- Active: 19?? – 18 June 2007
- Country: United States
- Branch: United States Air Force
- Part of: USAF Squadron
- Garrison/HQ: Vandenberg Air Force Base

= 614th Space Intelligence Squadron =

The United States Air Force's 614th Space Intelligence Squadron was a unit located at Vandenberg AFB, California. It was inactivated on 18 June 2007 when the 614th Space Operations Group was redesignated the 614 Air and Space Operations Center. The 614th Space Intelligence Squadron was formed on November 22, 2003 and assigned to Vandenberg Air Force Base. The purpose of this squadron was to defend navigation, weather, communications and missile warning satellites from enemy attacks in space and on the ground.

==Mission==
The 614th Space Intelligence Squadron is the first squadron in the USAF that has been designed to protect satellites belonging to the military. This squadron is stationed at Vandenberg Air Force Base.

Before the second invasion of Iraq, the space shuttle Endeavour used its radar to make a map of Iraq; this map was used to make targets for the invasion.

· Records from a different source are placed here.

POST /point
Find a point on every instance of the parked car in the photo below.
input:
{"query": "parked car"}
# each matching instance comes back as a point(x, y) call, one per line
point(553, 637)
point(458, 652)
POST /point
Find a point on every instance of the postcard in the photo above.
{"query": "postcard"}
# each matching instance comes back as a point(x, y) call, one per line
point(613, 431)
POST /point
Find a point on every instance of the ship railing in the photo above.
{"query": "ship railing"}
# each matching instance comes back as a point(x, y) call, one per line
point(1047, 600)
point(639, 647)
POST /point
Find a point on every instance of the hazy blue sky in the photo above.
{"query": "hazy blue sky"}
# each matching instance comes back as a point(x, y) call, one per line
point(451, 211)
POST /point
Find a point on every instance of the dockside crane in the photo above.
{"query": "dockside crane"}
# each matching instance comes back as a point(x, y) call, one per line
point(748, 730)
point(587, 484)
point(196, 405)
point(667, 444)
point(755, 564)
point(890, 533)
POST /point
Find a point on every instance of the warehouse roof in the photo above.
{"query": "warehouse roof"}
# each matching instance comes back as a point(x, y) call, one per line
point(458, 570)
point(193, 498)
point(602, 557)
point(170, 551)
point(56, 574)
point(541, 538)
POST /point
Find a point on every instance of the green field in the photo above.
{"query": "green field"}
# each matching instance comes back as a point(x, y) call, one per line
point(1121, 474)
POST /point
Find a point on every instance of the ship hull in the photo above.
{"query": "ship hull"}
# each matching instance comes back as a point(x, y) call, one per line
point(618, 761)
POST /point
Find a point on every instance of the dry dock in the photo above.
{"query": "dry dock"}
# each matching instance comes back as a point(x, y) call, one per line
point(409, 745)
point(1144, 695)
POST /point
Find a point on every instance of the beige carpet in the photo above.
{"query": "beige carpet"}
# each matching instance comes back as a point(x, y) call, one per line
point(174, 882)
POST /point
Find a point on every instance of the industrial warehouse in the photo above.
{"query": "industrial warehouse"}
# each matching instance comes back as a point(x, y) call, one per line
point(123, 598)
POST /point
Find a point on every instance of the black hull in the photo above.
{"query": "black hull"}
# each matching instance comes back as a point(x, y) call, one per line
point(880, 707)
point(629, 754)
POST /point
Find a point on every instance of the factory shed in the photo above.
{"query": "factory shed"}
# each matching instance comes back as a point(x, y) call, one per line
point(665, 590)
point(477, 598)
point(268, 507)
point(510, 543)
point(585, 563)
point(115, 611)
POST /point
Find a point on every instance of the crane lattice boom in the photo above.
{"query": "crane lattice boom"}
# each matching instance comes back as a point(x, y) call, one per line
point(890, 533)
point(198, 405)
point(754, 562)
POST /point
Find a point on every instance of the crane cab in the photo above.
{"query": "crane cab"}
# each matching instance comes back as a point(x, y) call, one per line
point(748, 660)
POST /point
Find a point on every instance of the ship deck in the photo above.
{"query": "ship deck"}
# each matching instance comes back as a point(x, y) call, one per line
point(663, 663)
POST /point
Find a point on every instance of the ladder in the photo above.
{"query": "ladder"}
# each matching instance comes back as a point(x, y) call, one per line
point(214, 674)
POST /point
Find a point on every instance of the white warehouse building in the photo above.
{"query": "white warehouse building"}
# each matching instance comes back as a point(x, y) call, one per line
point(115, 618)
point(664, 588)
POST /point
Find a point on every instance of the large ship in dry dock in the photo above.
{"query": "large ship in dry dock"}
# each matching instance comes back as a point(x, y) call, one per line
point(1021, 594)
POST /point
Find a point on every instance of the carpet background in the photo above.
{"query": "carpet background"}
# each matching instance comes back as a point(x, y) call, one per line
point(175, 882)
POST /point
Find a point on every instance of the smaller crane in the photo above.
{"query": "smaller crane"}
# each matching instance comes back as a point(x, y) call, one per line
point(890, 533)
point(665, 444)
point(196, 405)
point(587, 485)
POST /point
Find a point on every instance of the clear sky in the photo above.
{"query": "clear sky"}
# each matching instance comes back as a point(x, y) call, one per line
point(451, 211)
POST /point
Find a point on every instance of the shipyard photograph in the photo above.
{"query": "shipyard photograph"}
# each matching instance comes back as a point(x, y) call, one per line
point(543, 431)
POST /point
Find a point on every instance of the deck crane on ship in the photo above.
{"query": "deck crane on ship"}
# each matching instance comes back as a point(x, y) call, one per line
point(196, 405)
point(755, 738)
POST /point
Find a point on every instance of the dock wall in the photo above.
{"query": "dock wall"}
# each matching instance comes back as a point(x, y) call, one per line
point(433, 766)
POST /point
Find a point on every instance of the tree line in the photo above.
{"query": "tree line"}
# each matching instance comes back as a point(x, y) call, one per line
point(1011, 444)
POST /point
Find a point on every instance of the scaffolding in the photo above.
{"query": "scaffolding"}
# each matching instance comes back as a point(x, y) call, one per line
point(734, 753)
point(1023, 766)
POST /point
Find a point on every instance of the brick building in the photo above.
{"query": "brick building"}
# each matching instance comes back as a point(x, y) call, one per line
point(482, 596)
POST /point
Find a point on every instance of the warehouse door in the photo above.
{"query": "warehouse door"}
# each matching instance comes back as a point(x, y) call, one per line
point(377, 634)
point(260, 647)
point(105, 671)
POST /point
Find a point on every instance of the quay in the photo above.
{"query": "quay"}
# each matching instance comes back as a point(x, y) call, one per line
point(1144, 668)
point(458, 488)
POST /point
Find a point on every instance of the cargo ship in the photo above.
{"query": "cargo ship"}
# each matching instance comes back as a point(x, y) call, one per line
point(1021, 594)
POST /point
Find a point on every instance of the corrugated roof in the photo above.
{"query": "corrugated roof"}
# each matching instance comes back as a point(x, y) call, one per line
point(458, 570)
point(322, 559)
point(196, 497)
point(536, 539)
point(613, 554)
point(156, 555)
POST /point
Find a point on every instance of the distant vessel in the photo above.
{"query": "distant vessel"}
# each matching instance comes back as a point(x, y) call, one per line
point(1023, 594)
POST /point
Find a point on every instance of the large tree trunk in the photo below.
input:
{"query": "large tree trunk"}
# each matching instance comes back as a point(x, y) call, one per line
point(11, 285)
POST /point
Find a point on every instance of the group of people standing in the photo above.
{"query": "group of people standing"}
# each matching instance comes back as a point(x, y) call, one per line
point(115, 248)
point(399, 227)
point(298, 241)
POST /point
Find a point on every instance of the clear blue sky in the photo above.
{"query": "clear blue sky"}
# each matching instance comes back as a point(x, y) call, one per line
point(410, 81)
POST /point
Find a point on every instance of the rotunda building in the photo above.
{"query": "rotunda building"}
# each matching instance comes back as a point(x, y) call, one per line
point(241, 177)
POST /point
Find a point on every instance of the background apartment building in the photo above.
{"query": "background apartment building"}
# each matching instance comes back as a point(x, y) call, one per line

The 614th Space Intelligence Squadron has somewhere between 20 and 88 members. They are located in an existing headquarters building.

==Location==
Vandenberg Air Force Base is located between San Francisco and Los Angeles on the "Central Coast". It is located on a 98000 acre site. The base is operated by Air Force Space Command's 30th Space Wing and has a spaceport. A spaceport is an installation for testing and launching spacecraft. The base, originally named Camp Cooke, was renamed Vandenberg Air Force Base in 1957 when the US Air Force took control of the site. Some of the duties upheld at the base include: responding to global contingencies, operating the Western Range and conducting and supporting missile and space launches.